So I have to conclude that if Peña is considering a switch, it is probably for ideological reasons – the same reason all party-switchers claim, but is hardly ever the truth. A conservative Democrat representing the border region, he may have a growing unease with what he perceives as an increasingly liberal Democratic establishment, and/or one which is tone deaf to the concerns of the border or Hispanic Texans.
We’ve all been there, buddy. It was probably between your 18th and 23rd birthdays. You were with that girlfriend you were getting tired of – the one who seemed like a great deal six months ago, but who eventually became annoying, shrill, and argumentative. Let’s face it: she was a bit of a nag. In fact, the only reason you got with her in the first place is because it’s what everybody expected you to do.
Remember the night you walked into that party with her (she’d probably been picking on you in the car ride), and there, standing on the other end of the room, was that brand new shiny hot exciting girl? The one who made you think “holy crap, I’d rather be with her!”
I bet she even gave you that “come on, baby – I’ll do things to you that she won’t do” look.
Problem is, once you move in with the new one, you discover that she’s absolutely insane – plus she’s a nag too, she just nags you about different stuff. Hanging out with the new one made you realize that the first one was…well, sane for starters. And all-around, not so bad. Maybe there was something to work with. But it’s too late – she moved on.

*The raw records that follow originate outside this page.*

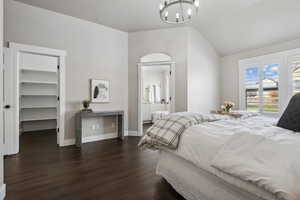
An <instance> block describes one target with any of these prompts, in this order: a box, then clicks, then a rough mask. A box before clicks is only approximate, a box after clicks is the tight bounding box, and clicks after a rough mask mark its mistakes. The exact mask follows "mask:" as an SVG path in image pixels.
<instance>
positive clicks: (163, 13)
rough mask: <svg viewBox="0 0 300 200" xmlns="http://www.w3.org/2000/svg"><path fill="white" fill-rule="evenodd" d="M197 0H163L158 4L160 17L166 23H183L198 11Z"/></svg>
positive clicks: (191, 17)
mask: <svg viewBox="0 0 300 200" xmlns="http://www.w3.org/2000/svg"><path fill="white" fill-rule="evenodd" d="M199 6H200V2H199V0H164V1H163V2H162V3H161V4H160V6H159V14H160V18H161V20H162V21H163V22H166V23H168V24H183V23H186V22H189V21H191V19H192V15H193V14H194V13H195V14H197V13H198V9H199Z"/></svg>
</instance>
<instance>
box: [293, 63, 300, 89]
mask: <svg viewBox="0 0 300 200" xmlns="http://www.w3.org/2000/svg"><path fill="white" fill-rule="evenodd" d="M296 93H300V65H299V66H298V67H296V69H295V70H294V71H293V94H296Z"/></svg>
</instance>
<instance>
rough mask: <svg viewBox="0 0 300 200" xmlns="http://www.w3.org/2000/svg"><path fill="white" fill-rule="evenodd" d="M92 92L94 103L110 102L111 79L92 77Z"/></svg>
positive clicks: (93, 100) (92, 99) (90, 81)
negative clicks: (96, 77)
mask: <svg viewBox="0 0 300 200" xmlns="http://www.w3.org/2000/svg"><path fill="white" fill-rule="evenodd" d="M90 94H91V102H92V103H110V81H109V80H102V79H91V81H90Z"/></svg>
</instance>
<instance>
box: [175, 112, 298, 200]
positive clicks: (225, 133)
mask: <svg viewBox="0 0 300 200" xmlns="http://www.w3.org/2000/svg"><path fill="white" fill-rule="evenodd" d="M275 122H276V119H273V118H266V117H262V116H258V117H252V118H249V119H241V120H221V121H216V122H210V123H203V124H200V125H197V126H193V127H190V128H188V129H187V130H186V131H185V132H184V134H183V135H182V137H181V140H180V144H179V147H178V149H177V150H176V151H172V152H173V153H175V154H176V155H178V156H180V157H182V158H184V159H186V160H188V161H190V162H192V163H194V164H195V165H196V166H198V167H200V168H202V169H204V170H206V171H208V172H211V173H212V174H215V175H216V176H219V177H220V178H222V179H224V180H225V181H226V182H229V183H231V184H233V185H235V186H237V187H240V188H243V189H245V190H246V191H248V192H251V193H254V194H256V195H257V196H259V197H261V198H263V199H268V200H269V199H270V200H271V199H277V196H276V194H273V191H270V190H268V191H270V192H265V190H263V189H262V187H258V186H255V185H254V184H252V183H247V182H246V181H242V179H238V178H234V177H233V176H229V175H227V174H226V173H221V171H219V170H217V169H215V168H214V167H212V166H211V164H212V161H213V160H214V158H215V156H216V155H217V154H218V152H219V151H220V150H222V148H223V147H224V145H225V144H226V143H227V142H229V141H230V139H231V137H232V135H234V134H237V133H240V132H251V133H260V134H265V135H268V131H270V132H272V134H273V135H274V137H277V138H278V139H279V138H281V140H289V138H291V137H299V135H295V134H294V132H292V131H288V130H285V129H281V128H278V127H275V126H274V125H275ZM275 135H277V136H275ZM298 155H299V154H298ZM278 162H280V161H278ZM283 173H285V172H283ZM299 183H300V179H299ZM298 185H300V184H298ZM299 188H300V187H299ZM271 192H272V193H271ZM288 200H290V199H288Z"/></svg>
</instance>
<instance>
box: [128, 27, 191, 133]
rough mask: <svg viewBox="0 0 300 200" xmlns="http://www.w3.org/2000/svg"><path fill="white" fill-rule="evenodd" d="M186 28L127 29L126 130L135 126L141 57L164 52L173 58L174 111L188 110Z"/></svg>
mask: <svg viewBox="0 0 300 200" xmlns="http://www.w3.org/2000/svg"><path fill="white" fill-rule="evenodd" d="M186 52H187V28H170V29H161V30H152V31H142V32H135V33H129V66H128V77H129V81H128V87H129V106H128V109H129V117H128V118H129V130H131V131H137V127H138V125H137V124H138V68H137V64H138V63H139V62H140V58H141V57H143V56H145V55H147V54H151V53H165V54H168V55H169V56H171V57H172V58H173V61H174V62H176V81H175V82H176V86H175V88H176V89H175V90H176V91H175V92H176V97H175V98H176V105H175V109H176V111H186V110H187V100H186V95H187V79H186V78H187V76H186V74H187V73H186V62H187V61H186V59H187V53H186Z"/></svg>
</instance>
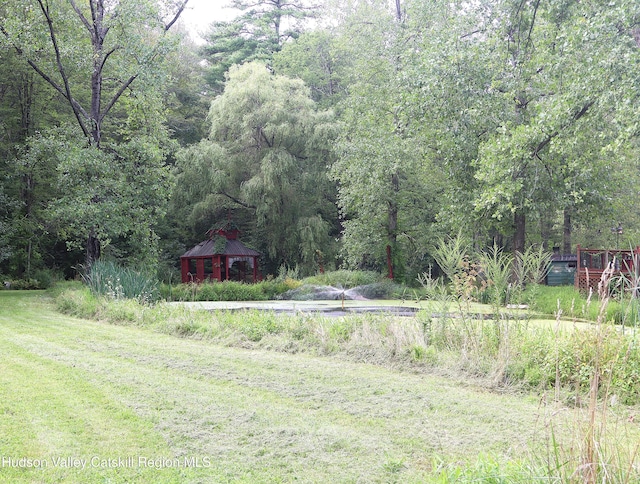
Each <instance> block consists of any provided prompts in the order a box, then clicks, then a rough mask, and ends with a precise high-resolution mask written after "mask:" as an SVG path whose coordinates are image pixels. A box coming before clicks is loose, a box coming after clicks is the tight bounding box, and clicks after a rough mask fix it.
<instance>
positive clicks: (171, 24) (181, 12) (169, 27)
mask: <svg viewBox="0 0 640 484" xmlns="http://www.w3.org/2000/svg"><path fill="white" fill-rule="evenodd" d="M188 2H189V0H184V2H182V5H180V8H178V11H177V12H176V14H175V16H174V17H173V20H171V22H169V23H168V24H167V25H165V26H164V31H165V32H166V31H167V30H169V29H170V28H171V27H172V26H173V24H174V23H176V21H177V20H178V18H179V17H180V15H181V14H182V11H183V10H184V8H185V7H186V6H187V3H188Z"/></svg>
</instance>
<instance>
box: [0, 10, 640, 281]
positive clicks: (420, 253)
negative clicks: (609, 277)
mask: <svg viewBox="0 0 640 484" xmlns="http://www.w3.org/2000/svg"><path fill="white" fill-rule="evenodd" d="M230 5H231V6H233V7H234V8H235V9H236V10H237V11H238V16H237V17H235V18H234V19H233V20H231V21H225V22H222V21H217V20H216V19H211V24H210V27H209V29H208V31H207V32H206V34H205V36H204V40H205V41H204V43H202V44H197V43H195V42H194V41H193V40H192V39H191V37H190V36H189V32H188V29H187V28H186V27H185V25H184V24H183V23H182V22H181V19H180V16H181V13H182V12H183V11H184V9H185V8H188V0H6V1H4V2H2V5H0V166H1V171H0V173H1V175H2V176H1V177H0V274H2V275H3V276H4V277H7V278H25V279H26V278H37V277H38V276H39V275H42V274H45V275H46V274H49V275H51V274H54V275H57V276H58V277H62V276H64V277H74V275H75V274H76V272H77V271H78V270H80V268H82V267H86V266H87V265H90V264H92V262H93V261H95V260H96V259H98V258H101V257H102V258H108V259H110V260H114V261H117V262H119V263H122V264H124V265H127V266H131V267H136V268H140V269H142V268H146V269H149V270H153V271H157V272H158V275H159V276H160V277H162V278H163V279H165V280H167V279H170V278H173V280H174V281H175V280H177V279H178V276H177V275H176V274H177V272H178V267H179V257H180V255H181V254H182V253H183V252H184V251H185V250H187V249H188V248H190V247H192V246H193V245H194V244H195V243H197V242H200V241H201V240H203V239H204V238H205V237H206V235H205V234H206V232H207V230H209V229H210V228H212V227H214V226H216V224H221V223H228V222H229V221H231V222H232V223H233V224H235V225H236V226H237V227H238V228H239V229H240V231H241V239H242V241H243V243H245V245H247V246H249V247H252V248H254V249H256V250H258V251H260V252H261V253H262V254H263V256H262V272H263V273H264V274H265V275H266V274H277V273H278V270H279V268H281V267H288V268H297V270H299V271H300V273H302V274H311V273H315V272H316V271H317V270H318V269H319V267H320V266H323V267H326V268H337V267H345V268H361V269H370V270H378V271H386V268H387V256H388V255H390V259H391V261H392V263H393V269H394V274H395V275H396V277H398V278H400V279H404V280H405V281H407V282H411V281H412V280H414V279H415V276H416V274H418V273H421V272H423V271H425V270H426V269H427V267H429V265H430V263H431V262H432V257H431V255H430V252H431V251H433V246H434V243H435V241H436V240H438V239H440V238H442V237H446V236H449V235H457V234H462V235H463V236H464V237H466V238H467V239H468V240H469V241H472V242H473V244H474V245H475V246H476V247H478V248H483V247H489V246H494V245H496V246H498V247H502V248H504V249H505V250H520V251H522V250H524V249H525V247H528V246H530V245H532V244H536V245H541V246H543V247H545V248H547V249H549V250H550V249H551V248H552V247H559V248H560V250H561V251H562V252H564V253H571V252H574V251H575V247H576V245H577V244H580V245H582V246H589V247H596V248H598V247H613V246H615V245H616V244H617V245H619V246H620V248H628V247H629V246H630V245H633V246H635V245H637V244H638V243H640V221H639V220H638V216H637V213H638V208H639V204H638V202H639V201H640V197H639V187H640V145H639V140H640V138H639V135H640V2H638V1H637V0H607V1H604V0H476V1H469V0H460V1H459V0H452V1H450V2H441V1H437V0H395V1H388V0H342V1H337V0H335V1H332V0H326V2H325V3H323V4H316V3H312V2H310V1H306V0H289V1H287V2H284V1H282V0H253V1H251V2H249V1H247V0H231V2H230ZM43 277H44V276H43Z"/></svg>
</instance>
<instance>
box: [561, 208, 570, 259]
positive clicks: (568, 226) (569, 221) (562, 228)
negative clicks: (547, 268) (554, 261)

Bad analogy? You SO knew what you were getting into when you clicked into this site.
I’ve always been personally fond of Aaron Peña, and if he becomes a Republican I’ll be just as fond of him. The Republican Party, Democratic Party, Aaron Peña, Peña’s constituents, and the Texas House of Representatives – they’ll all be just fine no matter what decision he makes, or at least as fine as they were before this came up. But he certainly has some thinking to do.
But Aaron, take my word for it: the new girl may be hot, but she’s got some serious issues.